Ghana’s Parliament has approved a GHc10.9 billion request by the government to help finance “critical government expenditure” in the first quarter of 2017.
This follows the recommendation for the approval of the budget by the Finance Committee of Parliament.
The Committee noted that the government’s request was necessitated by the “tight election calendar” which made it difficult to come out with an Appropriation Act before the end of 2016.
During the debate on the floor of parliament, the MP for the New Juaben South constituency, Dr Mark Assibey Yeboah questioned what he described as the huge interest payments in the budget.
GHc1.8 billion has been earmarked for interest payments whilst grants to other government units will cost GHc 2.3 billion.
Also among the notable budgeted allocation is the compensation of employees which will amount to GHc 3.8 billion.
Finance Minister, Seth Terkper who laid the request on the floor of Parliament noted that all the expenditure budgeted for the first quarter is for essential and statutory payments whilst all non-core expenses will be deferred to the second quarter of 2017.

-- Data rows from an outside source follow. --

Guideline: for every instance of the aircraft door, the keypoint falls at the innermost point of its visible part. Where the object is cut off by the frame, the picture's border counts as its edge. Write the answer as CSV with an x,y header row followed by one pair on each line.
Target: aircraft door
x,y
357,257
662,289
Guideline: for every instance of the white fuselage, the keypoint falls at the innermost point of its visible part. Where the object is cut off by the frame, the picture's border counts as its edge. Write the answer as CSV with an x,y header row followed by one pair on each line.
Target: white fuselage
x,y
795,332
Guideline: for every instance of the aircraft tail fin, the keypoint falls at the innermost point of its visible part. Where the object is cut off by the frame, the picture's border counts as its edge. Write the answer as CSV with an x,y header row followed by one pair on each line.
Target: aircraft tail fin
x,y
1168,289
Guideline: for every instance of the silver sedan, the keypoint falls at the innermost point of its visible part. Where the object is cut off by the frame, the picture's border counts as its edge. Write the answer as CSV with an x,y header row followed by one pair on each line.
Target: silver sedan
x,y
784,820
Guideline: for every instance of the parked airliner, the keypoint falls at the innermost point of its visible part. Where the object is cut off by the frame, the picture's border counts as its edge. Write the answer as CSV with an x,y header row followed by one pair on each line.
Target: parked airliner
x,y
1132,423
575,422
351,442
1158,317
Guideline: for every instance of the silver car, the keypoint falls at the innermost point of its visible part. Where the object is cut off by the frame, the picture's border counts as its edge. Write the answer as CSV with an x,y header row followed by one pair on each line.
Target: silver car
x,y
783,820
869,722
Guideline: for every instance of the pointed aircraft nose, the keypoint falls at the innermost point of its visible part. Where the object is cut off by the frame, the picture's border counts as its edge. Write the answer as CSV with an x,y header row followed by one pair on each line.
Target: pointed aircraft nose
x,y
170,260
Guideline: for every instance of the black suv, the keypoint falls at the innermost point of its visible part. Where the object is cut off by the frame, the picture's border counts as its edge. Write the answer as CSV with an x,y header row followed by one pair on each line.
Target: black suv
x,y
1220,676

The Finance Ministry plans to raise revenue amounting to GHc 8.9 billion for the first quarter of 2017, according to the Committee.
The bulk of this projection, GHc 7.2 billion, will be from taxes ranging from income and property tax to international trade taxes whilst non tax revenue is expected to be GHc 1.1 billion.
Non presentation of budget
Contrary to the expectations of many, Finance Minister, Seth Terkper, did not present the details on the floor of the House as the Bill was referred to the Finance Committee for discussion.
But a former Majority Leader in Parliament, Dr. Benjamin Kumbuor explained to Citi News, the turn of events was acceptable as the Finance Minister was just giving projections which was not accompanied by policies.